Наружность Фомы тоже как будто списана с Гоголя. "Гаврила справедливо назвал ого плюгавеньким человечком. Фома был мал ростом, белобрысый [Сам Гоголь о себе: "приземист и невзрачен". Письмо к А. С. Данилевскому от 11 апреля 1838 г. (Н. В. Гоголь. Сочинения и письма, т. V. Пб., П. А. Кулиш, 1857, стр. 306) [XI, 132]; "Гоголь был белокур" — С. Аксаков и др.] и с проседью, с горбатым носом и с маленькими морщинками по всему лицу. <…>. К удивлению моему, он явился в шлафроке, правда, иностранного покроя <…>" [3, 65]. "Фома Фомич сидел в покойном кресле, в каком-то длинном, до пят, сюртуке [Ср. С. Аксаков о костюме Гоголя: "сюртук вроде пальто")], но все-таки без галстуха" [3, 130]. Здесь и там рассыпаны намеки, дающие некоторый гоголевский фон: Егор Ильич встречал в Петербурге одного литератора: "еще какой-то нос у него особенный"; Фома в одной своей проповеди упоминает и самое имя Гоголя; Фома пострадал за правду "в сорок не в нашем году". С 10-й страницы романа начинаются явные намеки: "Я сам слышал слова Фомы в доме дяди, в Степанчикове, когда уже он стал там полным владыкою и прорицателем. "Не жилец я между вами, — говаривал он иногда с какою-то таинственною важностью, — не жилец я здесь! Посмотрю, устрою вас всех, покажу, научу и тогда прощайте: в Москву, издавать журнал! Тридцать тысяч человек будут сбираться на мои лекции ежемесячно. Грянет наконец мое имя, и тогда — горе врагам моим!" [3, 12–13]. Тридцать тысяч человек на лекциях — это, конечно, тридцать пять тысяч курьеров Хлестакова, но, может быть, здесь речь и о неудачном профессорстве Гоголя.

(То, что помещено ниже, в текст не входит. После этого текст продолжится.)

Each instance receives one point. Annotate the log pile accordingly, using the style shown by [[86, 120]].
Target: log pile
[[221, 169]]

"Но гений, покамест еще собирался прославиться, требовал награды немедленной. Вообще приятно получать плату вперед, а в этом случае особенно. Я знаю, он серьезно уверил дядю, что ему, Фоме, предстоит величайший подвиг, подвиг, для которого он и на свет призван и к совершению которого понуждает его какой-то человек с крыльями, являющийся ему по ночам, или что-то вроде того. Именно: написать одно глубокомысленнейшее сочинение в душеспасительном роде, от которого произойдет всеобщее землетрясение и затрещит вся Россия. И когда уже затрещит вся Россия, то он, Фома, пренебрегая славой, пойдет в монастырь и будет молиться день и ночь в киевских пещерах о счастии отечества" [3, 13].